High up is the University, so we start our day at the top. This is a plenty impressive university, founded in 1290, with academic traditions that are compared with Oxford. Many of the current structures were built in the 18th C, including the Baroque University Tower library that is on everyone's must-see list. Unfortunately that means EVERYONE, so the line to get a ticket to get in a tour discouraged us away.
Instead we went to the Museu National Machado De Castro. This was originally the Bishops Palace. During the Middle Ages it was built on top of the Roman forum (dating from 1st C), and the remains of that and excavations since then are displayed in the basement (see photos). We could have spend all day in here - the collections are enormous: religious, archeological, jewelry, paintings, tapestries, tiles, ceramics etc.
We left the museum and spent the next hour in and out of small side streets and ended at the bottom level of the city at the municipal market building. Three floors - fish, cheese, breads on the top floor; vegetables on the second floor; fruits, flowers and some handicrafts on the main floor. The smells and sounds are awesome! We get some cheese and bread and head off to roam some more.

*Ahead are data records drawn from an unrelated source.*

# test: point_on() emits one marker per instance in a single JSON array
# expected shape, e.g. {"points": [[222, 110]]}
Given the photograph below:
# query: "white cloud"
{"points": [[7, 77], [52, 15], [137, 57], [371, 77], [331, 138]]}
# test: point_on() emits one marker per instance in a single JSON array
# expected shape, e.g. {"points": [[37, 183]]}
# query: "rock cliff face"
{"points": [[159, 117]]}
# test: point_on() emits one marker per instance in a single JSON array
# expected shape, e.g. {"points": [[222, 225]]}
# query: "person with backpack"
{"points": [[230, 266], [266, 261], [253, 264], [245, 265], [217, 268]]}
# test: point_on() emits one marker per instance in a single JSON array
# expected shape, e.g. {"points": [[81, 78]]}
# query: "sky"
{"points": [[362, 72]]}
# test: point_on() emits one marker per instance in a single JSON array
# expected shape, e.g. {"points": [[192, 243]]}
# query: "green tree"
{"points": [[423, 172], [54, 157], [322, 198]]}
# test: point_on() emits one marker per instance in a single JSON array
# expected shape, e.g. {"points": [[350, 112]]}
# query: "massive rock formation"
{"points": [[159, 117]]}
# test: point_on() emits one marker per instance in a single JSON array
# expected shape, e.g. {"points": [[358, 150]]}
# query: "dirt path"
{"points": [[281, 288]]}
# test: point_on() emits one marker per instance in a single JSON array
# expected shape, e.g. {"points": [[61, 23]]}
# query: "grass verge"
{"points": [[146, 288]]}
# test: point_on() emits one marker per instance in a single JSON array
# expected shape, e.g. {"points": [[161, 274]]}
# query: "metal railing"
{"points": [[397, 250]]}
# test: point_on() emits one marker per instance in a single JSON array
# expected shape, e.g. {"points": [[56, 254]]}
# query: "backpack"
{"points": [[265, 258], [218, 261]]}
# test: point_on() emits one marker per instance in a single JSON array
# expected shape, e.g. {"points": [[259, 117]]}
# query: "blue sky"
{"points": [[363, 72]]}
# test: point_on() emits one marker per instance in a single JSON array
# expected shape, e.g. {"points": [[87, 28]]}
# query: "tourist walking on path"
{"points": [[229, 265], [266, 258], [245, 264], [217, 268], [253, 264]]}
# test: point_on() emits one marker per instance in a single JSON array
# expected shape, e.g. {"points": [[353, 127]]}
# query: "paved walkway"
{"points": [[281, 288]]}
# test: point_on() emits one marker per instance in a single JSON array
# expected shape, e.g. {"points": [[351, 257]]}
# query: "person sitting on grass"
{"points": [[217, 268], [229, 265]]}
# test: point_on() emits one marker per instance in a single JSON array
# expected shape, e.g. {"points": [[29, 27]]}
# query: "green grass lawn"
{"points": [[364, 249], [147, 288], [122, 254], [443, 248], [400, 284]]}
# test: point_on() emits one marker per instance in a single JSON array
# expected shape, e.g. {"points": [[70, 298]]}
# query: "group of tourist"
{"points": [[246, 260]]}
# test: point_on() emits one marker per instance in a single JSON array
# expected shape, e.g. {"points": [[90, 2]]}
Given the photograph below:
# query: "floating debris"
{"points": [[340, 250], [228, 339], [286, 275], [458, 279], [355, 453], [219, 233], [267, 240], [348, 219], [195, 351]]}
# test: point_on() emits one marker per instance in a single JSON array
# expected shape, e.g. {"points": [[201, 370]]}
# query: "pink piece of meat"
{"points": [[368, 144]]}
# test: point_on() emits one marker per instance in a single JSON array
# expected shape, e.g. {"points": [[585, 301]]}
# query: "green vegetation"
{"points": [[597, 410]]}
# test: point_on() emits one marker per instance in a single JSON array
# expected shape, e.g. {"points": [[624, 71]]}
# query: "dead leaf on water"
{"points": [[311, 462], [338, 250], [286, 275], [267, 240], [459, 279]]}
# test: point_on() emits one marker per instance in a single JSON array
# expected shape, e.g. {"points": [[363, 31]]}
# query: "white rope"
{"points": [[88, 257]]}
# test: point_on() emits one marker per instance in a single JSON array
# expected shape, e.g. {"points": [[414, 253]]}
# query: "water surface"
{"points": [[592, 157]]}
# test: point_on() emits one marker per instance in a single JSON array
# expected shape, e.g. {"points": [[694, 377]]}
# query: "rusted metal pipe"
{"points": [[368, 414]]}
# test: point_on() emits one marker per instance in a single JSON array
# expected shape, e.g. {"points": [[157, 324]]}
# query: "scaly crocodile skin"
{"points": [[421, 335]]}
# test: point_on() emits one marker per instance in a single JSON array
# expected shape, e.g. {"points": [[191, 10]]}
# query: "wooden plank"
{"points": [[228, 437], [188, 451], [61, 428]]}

Finding our hotel now is easy - we grab a cab :)
Dinner is on the river (Pornguesa). It's one of those delightful, off the beaten path places that offers two dishes - a meat something and a fish something. We shared the fish-something -- fresh caught, grilled seabass and farm fresh vegetables. (I'm getting better at the fish thing.)
Tomorrow we leave for Porto
2. If you happen to enjoy tours of buildings, great. You can spend all day every day with self-guided or guided tours of museums, important buildings, monasteries, churches, convents etc. But each of these towns has so much to experience just winding your way through the streets.